There was nothing eccentric or unusual in his methods or in what he worked with. Probably no painter in all Paris used simpler means to arrive at great results. It is quite likely that no other painter of to-day—judging entirely from appearances of modern canvases—could achieve any satisfactory results with materials so elemental.
To make the sketch required possibly thirty minutes. To the casual observer there was often more of a likeness in the first sketch than at any time after,—which simply goes to show the power of line devoid of color and also the easy task of the caricaturist.

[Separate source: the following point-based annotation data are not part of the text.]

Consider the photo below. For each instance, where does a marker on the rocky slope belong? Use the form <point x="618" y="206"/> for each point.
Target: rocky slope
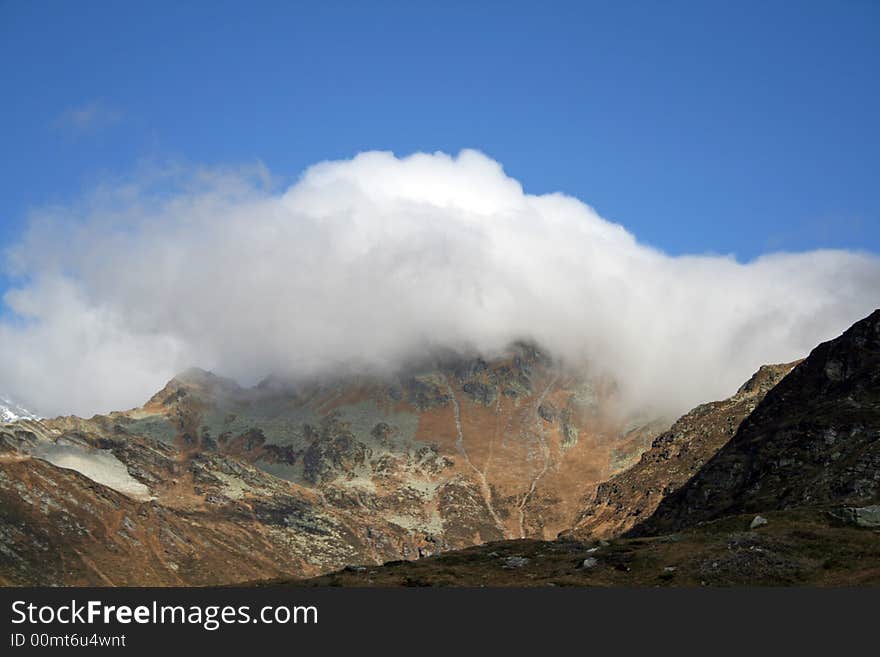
<point x="814" y="440"/>
<point x="800" y="547"/>
<point x="674" y="457"/>
<point x="213" y="483"/>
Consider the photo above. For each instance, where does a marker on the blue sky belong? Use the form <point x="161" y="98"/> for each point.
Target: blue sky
<point x="701" y="126"/>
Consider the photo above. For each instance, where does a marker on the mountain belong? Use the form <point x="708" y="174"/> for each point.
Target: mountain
<point x="787" y="494"/>
<point x="674" y="457"/>
<point x="814" y="440"/>
<point x="10" y="411"/>
<point x="210" y="482"/>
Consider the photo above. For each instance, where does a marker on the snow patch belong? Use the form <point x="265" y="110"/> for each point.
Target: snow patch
<point x="99" y="465"/>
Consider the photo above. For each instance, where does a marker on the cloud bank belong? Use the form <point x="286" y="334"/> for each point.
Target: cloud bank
<point x="365" y="263"/>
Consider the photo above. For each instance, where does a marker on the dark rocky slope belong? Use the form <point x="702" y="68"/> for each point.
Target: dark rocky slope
<point x="814" y="440"/>
<point x="674" y="457"/>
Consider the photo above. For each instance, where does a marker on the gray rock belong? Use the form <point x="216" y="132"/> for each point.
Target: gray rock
<point x="515" y="562"/>
<point x="860" y="516"/>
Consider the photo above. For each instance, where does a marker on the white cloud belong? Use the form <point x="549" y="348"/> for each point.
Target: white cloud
<point x="362" y="263"/>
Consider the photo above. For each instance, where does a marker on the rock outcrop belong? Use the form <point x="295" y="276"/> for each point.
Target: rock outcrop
<point x="814" y="440"/>
<point x="674" y="457"/>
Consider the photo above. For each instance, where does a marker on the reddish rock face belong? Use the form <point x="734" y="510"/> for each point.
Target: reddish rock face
<point x="282" y="480"/>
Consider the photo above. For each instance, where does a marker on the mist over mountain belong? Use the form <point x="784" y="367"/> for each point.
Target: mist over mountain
<point x="366" y="264"/>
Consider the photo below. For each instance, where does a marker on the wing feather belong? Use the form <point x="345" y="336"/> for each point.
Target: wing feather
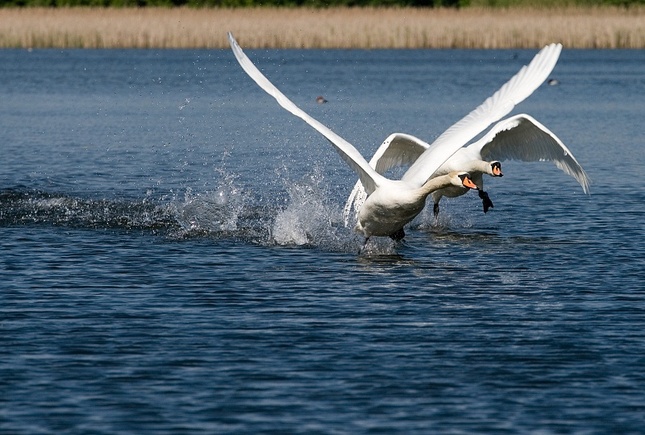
<point x="513" y="92"/>
<point x="368" y="176"/>
<point x="521" y="137"/>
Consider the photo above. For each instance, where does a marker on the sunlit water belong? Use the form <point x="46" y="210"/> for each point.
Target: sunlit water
<point x="174" y="258"/>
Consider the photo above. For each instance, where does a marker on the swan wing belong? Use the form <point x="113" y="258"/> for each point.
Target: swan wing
<point x="521" y="137"/>
<point x="513" y="92"/>
<point x="398" y="149"/>
<point x="368" y="176"/>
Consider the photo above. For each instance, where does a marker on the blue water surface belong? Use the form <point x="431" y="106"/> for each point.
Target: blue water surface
<point x="174" y="258"/>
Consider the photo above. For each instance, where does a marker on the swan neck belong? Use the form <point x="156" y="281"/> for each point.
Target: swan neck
<point x="435" y="184"/>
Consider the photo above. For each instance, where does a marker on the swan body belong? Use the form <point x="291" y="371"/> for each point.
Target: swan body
<point x="391" y="204"/>
<point x="388" y="209"/>
<point x="519" y="137"/>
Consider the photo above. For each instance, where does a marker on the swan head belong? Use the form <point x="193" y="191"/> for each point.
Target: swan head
<point x="462" y="179"/>
<point x="496" y="169"/>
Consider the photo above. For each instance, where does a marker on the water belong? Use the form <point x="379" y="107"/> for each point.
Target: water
<point x="174" y="259"/>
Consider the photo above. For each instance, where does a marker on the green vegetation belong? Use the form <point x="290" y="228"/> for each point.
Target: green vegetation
<point x="317" y="3"/>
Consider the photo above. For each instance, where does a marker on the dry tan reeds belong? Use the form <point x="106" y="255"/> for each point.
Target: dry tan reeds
<point x="605" y="27"/>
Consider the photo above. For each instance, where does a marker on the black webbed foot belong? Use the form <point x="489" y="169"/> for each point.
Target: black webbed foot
<point x="486" y="201"/>
<point x="398" y="235"/>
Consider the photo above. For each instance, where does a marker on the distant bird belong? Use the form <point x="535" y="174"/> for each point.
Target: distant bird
<point x="391" y="204"/>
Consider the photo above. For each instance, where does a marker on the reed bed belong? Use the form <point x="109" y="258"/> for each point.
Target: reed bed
<point x="575" y="27"/>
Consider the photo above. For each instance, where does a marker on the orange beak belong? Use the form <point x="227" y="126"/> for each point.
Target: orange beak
<point x="469" y="183"/>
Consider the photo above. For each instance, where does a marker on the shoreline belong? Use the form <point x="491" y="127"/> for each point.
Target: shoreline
<point x="363" y="28"/>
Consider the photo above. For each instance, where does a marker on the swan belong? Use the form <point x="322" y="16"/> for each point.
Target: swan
<point x="391" y="204"/>
<point x="520" y="137"/>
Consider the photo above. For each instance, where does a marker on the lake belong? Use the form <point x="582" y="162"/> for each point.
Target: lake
<point x="174" y="257"/>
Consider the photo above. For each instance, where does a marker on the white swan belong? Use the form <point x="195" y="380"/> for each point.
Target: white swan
<point x="391" y="204"/>
<point x="519" y="137"/>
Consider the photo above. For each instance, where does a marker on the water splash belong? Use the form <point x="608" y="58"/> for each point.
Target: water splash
<point x="312" y="217"/>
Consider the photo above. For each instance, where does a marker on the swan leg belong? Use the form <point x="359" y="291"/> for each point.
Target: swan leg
<point x="398" y="235"/>
<point x="435" y="210"/>
<point x="363" y="247"/>
<point x="486" y="201"/>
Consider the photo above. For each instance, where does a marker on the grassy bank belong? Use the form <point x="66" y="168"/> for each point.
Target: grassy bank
<point x="575" y="27"/>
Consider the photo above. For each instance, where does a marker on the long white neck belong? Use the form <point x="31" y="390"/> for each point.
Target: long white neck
<point x="479" y="166"/>
<point x="435" y="184"/>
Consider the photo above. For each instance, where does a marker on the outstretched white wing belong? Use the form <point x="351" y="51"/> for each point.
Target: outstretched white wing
<point x="516" y="90"/>
<point x="521" y="137"/>
<point x="399" y="149"/>
<point x="368" y="176"/>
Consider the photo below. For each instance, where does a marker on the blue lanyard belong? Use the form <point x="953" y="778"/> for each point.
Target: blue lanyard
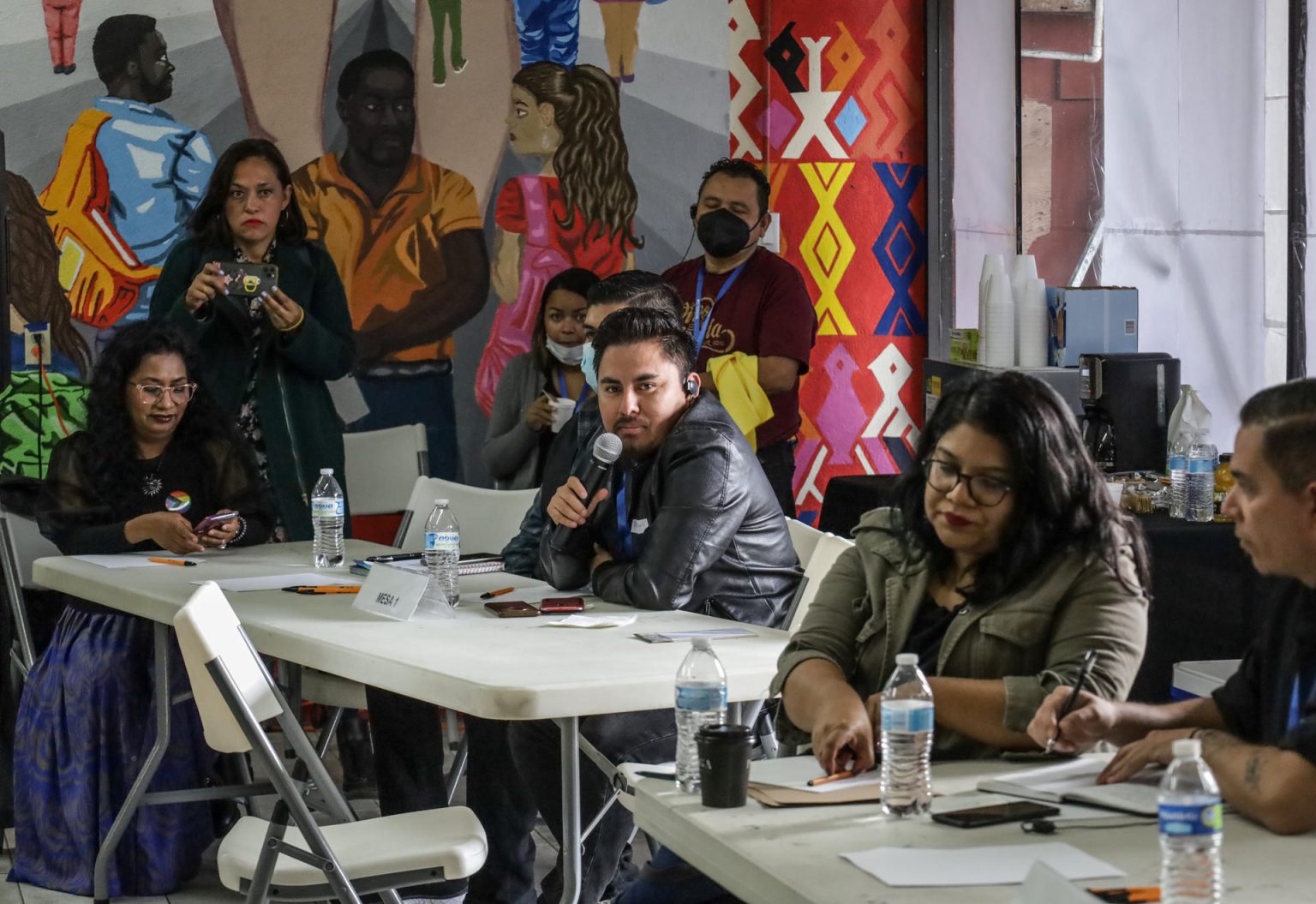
<point x="1296" y="702"/>
<point x="562" y="390"/>
<point x="628" y="550"/>
<point x="702" y="324"/>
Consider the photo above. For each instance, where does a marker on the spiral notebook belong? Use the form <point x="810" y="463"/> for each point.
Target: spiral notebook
<point x="1075" y="781"/>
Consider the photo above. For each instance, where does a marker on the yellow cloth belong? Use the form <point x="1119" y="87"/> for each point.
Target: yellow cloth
<point x="736" y="378"/>
<point x="388" y="253"/>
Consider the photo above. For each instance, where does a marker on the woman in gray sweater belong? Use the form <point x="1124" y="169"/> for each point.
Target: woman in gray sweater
<point x="522" y="422"/>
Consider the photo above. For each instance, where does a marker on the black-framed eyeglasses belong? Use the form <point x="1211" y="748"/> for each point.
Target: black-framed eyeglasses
<point x="945" y="476"/>
<point x="149" y="393"/>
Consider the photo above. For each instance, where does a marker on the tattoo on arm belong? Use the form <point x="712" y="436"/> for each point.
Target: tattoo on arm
<point x="1252" y="776"/>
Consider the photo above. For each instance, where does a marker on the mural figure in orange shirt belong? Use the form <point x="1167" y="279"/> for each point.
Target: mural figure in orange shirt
<point x="407" y="238"/>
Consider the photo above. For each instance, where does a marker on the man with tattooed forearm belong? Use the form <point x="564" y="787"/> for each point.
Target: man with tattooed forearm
<point x="1257" y="732"/>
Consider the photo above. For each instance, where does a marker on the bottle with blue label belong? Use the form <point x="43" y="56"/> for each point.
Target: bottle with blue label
<point x="1191" y="825"/>
<point x="1202" y="479"/>
<point x="1178" y="469"/>
<point x="700" y="700"/>
<point x="442" y="550"/>
<point x="326" y="513"/>
<point x="907" y="717"/>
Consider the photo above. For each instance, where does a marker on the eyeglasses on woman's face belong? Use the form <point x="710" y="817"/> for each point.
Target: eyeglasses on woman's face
<point x="152" y="393"/>
<point x="945" y="476"/>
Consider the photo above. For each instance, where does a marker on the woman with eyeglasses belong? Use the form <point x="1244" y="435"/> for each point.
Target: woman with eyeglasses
<point x="1004" y="562"/>
<point x="154" y="459"/>
<point x="267" y="354"/>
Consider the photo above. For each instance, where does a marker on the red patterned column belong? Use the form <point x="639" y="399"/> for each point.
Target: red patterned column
<point x="830" y="98"/>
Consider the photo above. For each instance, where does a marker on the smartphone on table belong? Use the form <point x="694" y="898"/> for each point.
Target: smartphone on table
<point x="1016" y="811"/>
<point x="511" y="608"/>
<point x="562" y="604"/>
<point x="212" y="521"/>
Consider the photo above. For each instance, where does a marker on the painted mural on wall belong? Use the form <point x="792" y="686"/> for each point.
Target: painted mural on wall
<point x="825" y="96"/>
<point x="578" y="211"/>
<point x="549" y="31"/>
<point x="407" y="238"/>
<point x="128" y="178"/>
<point x="62" y="33"/>
<point x="41" y="404"/>
<point x="839" y="124"/>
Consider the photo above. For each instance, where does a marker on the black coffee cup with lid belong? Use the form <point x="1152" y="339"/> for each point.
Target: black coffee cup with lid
<point x="723" y="764"/>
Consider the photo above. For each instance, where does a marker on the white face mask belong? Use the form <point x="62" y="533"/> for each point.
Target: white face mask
<point x="567" y="354"/>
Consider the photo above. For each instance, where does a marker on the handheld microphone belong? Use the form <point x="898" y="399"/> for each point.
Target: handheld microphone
<point x="592" y="474"/>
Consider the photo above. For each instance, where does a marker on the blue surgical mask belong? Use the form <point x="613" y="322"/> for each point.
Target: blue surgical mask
<point x="587" y="366"/>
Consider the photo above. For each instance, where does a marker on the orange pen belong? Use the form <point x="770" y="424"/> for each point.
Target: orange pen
<point x="321" y="590"/>
<point x="834" y="776"/>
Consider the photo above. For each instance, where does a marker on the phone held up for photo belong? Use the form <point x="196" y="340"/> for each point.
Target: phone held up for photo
<point x="248" y="280"/>
<point x="1015" y="811"/>
<point x="213" y="521"/>
<point x="562" y="604"/>
<point x="511" y="608"/>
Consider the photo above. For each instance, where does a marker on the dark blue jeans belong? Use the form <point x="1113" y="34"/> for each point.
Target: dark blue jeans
<point x="549" y="31"/>
<point x="422" y="399"/>
<point x="527" y="776"/>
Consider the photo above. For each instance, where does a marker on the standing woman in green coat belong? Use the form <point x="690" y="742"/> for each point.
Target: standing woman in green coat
<point x="267" y="356"/>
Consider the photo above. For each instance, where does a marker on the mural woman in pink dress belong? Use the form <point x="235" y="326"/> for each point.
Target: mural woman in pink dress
<point x="577" y="213"/>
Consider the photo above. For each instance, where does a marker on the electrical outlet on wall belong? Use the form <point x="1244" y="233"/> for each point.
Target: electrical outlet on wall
<point x="36" y="341"/>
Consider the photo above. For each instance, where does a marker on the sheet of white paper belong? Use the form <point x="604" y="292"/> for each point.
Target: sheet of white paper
<point x="1046" y="886"/>
<point x="1002" y="865"/>
<point x="793" y="773"/>
<point x="135" y="560"/>
<point x="592" y="621"/>
<point x="278" y="582"/>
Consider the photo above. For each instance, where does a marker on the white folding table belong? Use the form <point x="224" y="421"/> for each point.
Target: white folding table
<point x="507" y="668"/>
<point x="793" y="855"/>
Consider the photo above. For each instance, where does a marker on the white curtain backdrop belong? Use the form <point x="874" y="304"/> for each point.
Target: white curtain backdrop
<point x="984" y="207"/>
<point x="1185" y="201"/>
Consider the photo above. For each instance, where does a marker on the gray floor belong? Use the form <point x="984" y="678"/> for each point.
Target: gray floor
<point x="206" y="889"/>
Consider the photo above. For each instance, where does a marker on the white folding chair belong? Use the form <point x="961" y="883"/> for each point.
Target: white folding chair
<point x="20" y="545"/>
<point x="488" y="518"/>
<point x="803" y="537"/>
<point x="825" y="554"/>
<point x="380" y="469"/>
<point x="382" y="466"/>
<point x="304" y="861"/>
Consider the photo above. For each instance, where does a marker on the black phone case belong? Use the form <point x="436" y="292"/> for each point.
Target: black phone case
<point x="966" y="818"/>
<point x="511" y="609"/>
<point x="247" y="280"/>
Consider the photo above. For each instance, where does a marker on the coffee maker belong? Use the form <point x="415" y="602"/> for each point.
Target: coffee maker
<point x="1127" y="403"/>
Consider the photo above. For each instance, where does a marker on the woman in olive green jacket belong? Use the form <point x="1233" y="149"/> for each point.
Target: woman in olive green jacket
<point x="1004" y="564"/>
<point x="267" y="356"/>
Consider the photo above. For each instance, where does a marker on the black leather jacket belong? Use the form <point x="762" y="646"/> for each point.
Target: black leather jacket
<point x="707" y="530"/>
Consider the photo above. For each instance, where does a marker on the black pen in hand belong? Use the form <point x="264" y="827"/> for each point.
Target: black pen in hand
<point x="1085" y="670"/>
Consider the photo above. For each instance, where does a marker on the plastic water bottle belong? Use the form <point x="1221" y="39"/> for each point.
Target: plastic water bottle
<point x="326" y="511"/>
<point x="1191" y="823"/>
<point x="906" y="739"/>
<point x="1178" y="467"/>
<point x="442" y="549"/>
<point x="1202" y="481"/>
<point x="700" y="700"/>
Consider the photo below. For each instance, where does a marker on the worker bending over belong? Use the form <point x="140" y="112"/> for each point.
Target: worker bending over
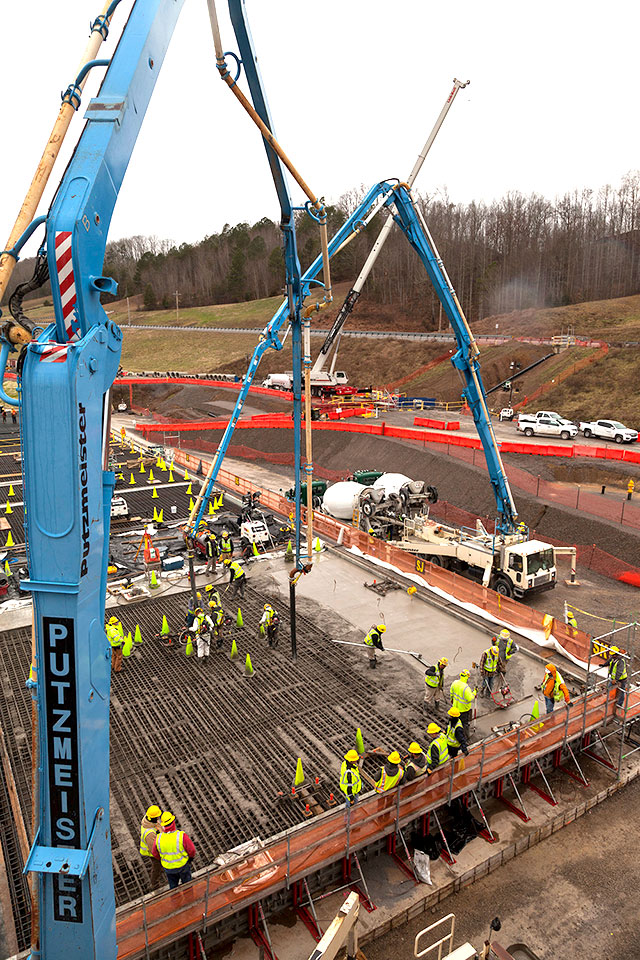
<point x="202" y="628"/>
<point x="462" y="697"/>
<point x="237" y="577"/>
<point x="416" y="763"/>
<point x="115" y="636"/>
<point x="373" y="640"/>
<point x="269" y="623"/>
<point x="434" y="683"/>
<point x="617" y="674"/>
<point x="489" y="668"/>
<point x="350" y="779"/>
<point x="438" y="751"/>
<point x="175" y="851"/>
<point x="391" y="773"/>
<point x="455" y="734"/>
<point x="149" y="829"/>
<point x="553" y="687"/>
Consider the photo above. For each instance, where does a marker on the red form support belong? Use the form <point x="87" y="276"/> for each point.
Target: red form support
<point x="302" y="911"/>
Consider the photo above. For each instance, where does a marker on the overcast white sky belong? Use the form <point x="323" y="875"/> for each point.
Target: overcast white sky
<point x="354" y="86"/>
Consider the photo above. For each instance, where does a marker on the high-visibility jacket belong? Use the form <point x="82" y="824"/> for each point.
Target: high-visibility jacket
<point x="617" y="668"/>
<point x="147" y="835"/>
<point x="389" y="777"/>
<point x="374" y="638"/>
<point x="350" y="779"/>
<point x="462" y="696"/>
<point x="438" y="751"/>
<point x="170" y="846"/>
<point x="490" y="661"/>
<point x="115" y="634"/>
<point x="236" y="570"/>
<point x="454" y="728"/>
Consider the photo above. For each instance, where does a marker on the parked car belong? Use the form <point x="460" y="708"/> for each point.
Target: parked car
<point x="546" y="426"/>
<point x="609" y="430"/>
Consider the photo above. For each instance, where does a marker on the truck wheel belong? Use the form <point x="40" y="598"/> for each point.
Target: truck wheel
<point x="503" y="587"/>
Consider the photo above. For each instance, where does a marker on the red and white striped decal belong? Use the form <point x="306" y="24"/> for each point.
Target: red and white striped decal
<point x="66" y="282"/>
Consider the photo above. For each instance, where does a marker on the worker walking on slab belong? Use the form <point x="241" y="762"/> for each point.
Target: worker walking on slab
<point x="175" y="851"/>
<point x="237" y="577"/>
<point x="211" y="549"/>
<point x="350" y="779"/>
<point x="438" y="750"/>
<point x="455" y="734"/>
<point x="226" y="545"/>
<point x="434" y="684"/>
<point x="115" y="636"/>
<point x="373" y="640"/>
<point x="507" y="648"/>
<point x="489" y="668"/>
<point x="462" y="697"/>
<point x="391" y="773"/>
<point x="269" y="623"/>
<point x="553" y="687"/>
<point x="149" y="829"/>
<point x="415" y="764"/>
<point x="617" y="674"/>
<point x="202" y="628"/>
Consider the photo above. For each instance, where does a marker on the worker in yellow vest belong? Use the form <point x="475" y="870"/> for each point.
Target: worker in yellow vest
<point x="175" y="851"/>
<point x="438" y="751"/>
<point x="350" y="779"/>
<point x="149" y="829"/>
<point x="391" y="773"/>
<point x="115" y="636"/>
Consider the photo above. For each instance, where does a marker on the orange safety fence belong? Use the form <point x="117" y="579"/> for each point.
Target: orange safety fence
<point x="502" y="609"/>
<point x="159" y="919"/>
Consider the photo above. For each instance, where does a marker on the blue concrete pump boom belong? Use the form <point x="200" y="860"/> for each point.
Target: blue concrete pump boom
<point x="64" y="381"/>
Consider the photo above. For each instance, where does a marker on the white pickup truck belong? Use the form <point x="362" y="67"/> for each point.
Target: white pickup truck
<point x="609" y="430"/>
<point x="545" y="425"/>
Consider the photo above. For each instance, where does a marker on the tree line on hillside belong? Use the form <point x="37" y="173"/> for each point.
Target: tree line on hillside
<point x="511" y="254"/>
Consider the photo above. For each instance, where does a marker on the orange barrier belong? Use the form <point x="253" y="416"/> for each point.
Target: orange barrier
<point x="163" y="918"/>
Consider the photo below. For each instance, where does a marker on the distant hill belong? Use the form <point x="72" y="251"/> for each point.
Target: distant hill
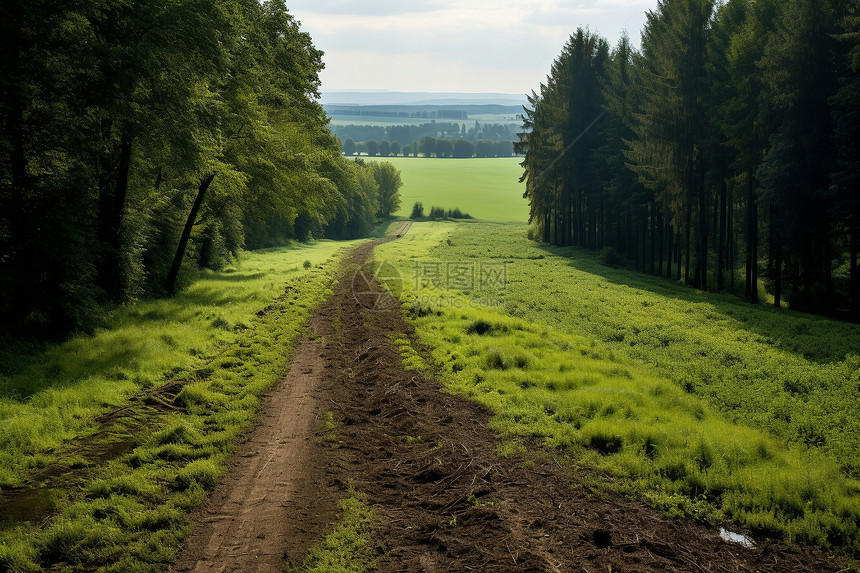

The sketch finished, the long-handled brushes were discarded and work began in earnest. With one or more, sometimes a handful of brushes,—for they would accumulate without his realizing it,—he would again stand back and carefully scrutinize sitter and canvas until it seemed as if—and no doubt it was so—he transferred a visual impression of the subject to the canvas and fixed it there ready to be made permanent with line and color; then quickly, often with a run and a slide, he rushed up to the canvas and, without glancing at his sitter, vigorously painted so long as his visual image lasted, then going back the full distance he took another look, and so on day after day to the end.
In life-size work he seldom stood close to the canvas and painted direct from his sitter.
He has laid down the proposition:
“The one aim of the unsuspecting painter is to make his man ‘stand out’ from the frame, never doubting that, on the contrary, he should really, and in truth absolutely does, stand within the frame, and at a depth behind it equal to the distance at which the painter sees his model. The frame is, indeed, the window through which the painter looks at his model, and nothing could be more offensively inartistic than this brutal attempt to thrust the model on the hitherside of this window.”[46]
The number of sittings required varied greatly, and did not depend in any degree upon the size of the canvas. Sometimes he would paint a life-size figure with great rapidity; again he would spend weeks and months on a very small picture. All depending upon conditions over which he had no control.
He has devoted as many as ninety sittings to a portrait, only to pronounce it unfinished and unsatisfactory.
No work counted or was permitted to remain save that painted in what he called his “grand manner,” which meant the work of those days and hours when everything—sitter, light, weather, spirits, mood, enthusiasm—was just right,—a combination that might come several days in succession or but once in a fortnight.